Is Feedly's DDoS attack as extortion common online?
June 12, 2014 9:53 AM   Subscribe

For the last two days feedly has been down for significant chunks of time because of DDoS attacks (article). They say hackers are trying to extort them for money. Is this common online?

I've heard examples of it in the past, but cannot find any data about its frequency. Also, how often do companies pay the shakedown to keep their service up? Is it even a logical attack by hackers, financially?
posted by lownote to Computers & Internet (7 answers total) 5 users marked this as a favorite
 
Best answer: In some ways, it's like lawsuit shakedowns (be it a slip-and-fall con artist, patent troll, etc): what are the costs to settle vs costs to fight.

Here, the costs to fight include bandwidth use, host hardware (larger VM, etc), re-direct and filtering of packets, loss of revenue due to downtime (ad or sales related).

And yes, this was much more common against gambling sites when on-line betting hand't yet been ban-hammered by US law. (Though googling "online gamble ddos" shows that it is still going on.)
posted by k5.user at 9:57 AM on June 12, 2014


The company I work for has had a ton of DDOS attacks lately, aimed at Typepad, which most of its sites are built on. Our IT department told us it's similar to what happened to these companies (SLNYT).
posted by vickyverky at 9:58 AM on June 12, 2014


It's happened a couple of times to Basecamp, that I'm aware of.
posted by Happy Dave at 10:08 AM on June 12, 2014


Are you familiar with DigitalAttackMap.com? There are links to research in the FAQ and Understanding DDOS that address extortion and "ransomware."
posted by slipthought at 10:47 AM on June 12, 2014


It happened to Meetup.com not long ago.
posted by interplanetjanet at 11:28 AM on June 12, 2014 [1 favorite]


I don't have statistics for you, but here's some example reports: Meetup, EasyDNS, WikiLeaks, Eve Online, Basecamp.
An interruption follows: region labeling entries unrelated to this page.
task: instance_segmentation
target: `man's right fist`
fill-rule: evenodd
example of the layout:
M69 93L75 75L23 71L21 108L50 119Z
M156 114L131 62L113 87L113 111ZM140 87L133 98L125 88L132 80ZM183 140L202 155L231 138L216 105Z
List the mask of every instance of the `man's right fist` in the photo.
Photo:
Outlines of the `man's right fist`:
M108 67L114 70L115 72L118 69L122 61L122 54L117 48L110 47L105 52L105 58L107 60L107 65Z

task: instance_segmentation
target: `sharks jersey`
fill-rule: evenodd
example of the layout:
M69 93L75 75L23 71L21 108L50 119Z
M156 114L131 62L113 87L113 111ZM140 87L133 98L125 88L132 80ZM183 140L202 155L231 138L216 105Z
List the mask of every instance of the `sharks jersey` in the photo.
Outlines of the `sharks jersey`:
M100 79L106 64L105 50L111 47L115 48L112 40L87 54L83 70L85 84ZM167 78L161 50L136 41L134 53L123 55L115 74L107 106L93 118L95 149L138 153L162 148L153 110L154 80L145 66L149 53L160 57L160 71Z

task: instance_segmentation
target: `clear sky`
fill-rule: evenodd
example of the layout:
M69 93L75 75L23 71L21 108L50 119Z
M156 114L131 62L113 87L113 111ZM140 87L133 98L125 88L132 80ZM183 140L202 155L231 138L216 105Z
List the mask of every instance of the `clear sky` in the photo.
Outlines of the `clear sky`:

The 2010 book Fatal System Error goes in some depth about the DDOS hacking world, both the extortion artists and the folks who try to protect themselves.

Feedly, Meetup, and Basecamp are all unusual in having gone public. My impression is there's a whole lot of unreported $5000 shakedowns that happen and that most sites pay up rather than risk escalation with a public battle. I'd love to see hard data on that. Perhaps CloudFlare has data in their marketing materials?
posted by Nelson at 2:31 PM on June 12, 2014 [1 favorite]


Best answer: Is it even a logical attack by hackers, financially?

DDoS attacks can be quite efficient. The NTP reflection technique results in a 58-fold amplification of data packets, whereas the "older" DDoS technique of DNS amplification created a roughly 8-fold increase in data. This means that for every 1 kilobyte of data sent out by your "team", you can direct 58 kilobytes of data at your target. Multiply this by hundreds of requests per second from thousands of computers, and you can get up to the 400 GB/s DDoS attacks CloudFare has previously had to fend off pretty easily.

Botnets that can help you with this sort of attack are relatively inexpensive on the black market, and they're basically free if you're the sort of shady enterprise that builds your own net of infected computers. So, to shake someone down? I would say the answer from a financial standpoint is definitively yes. Until you get caught.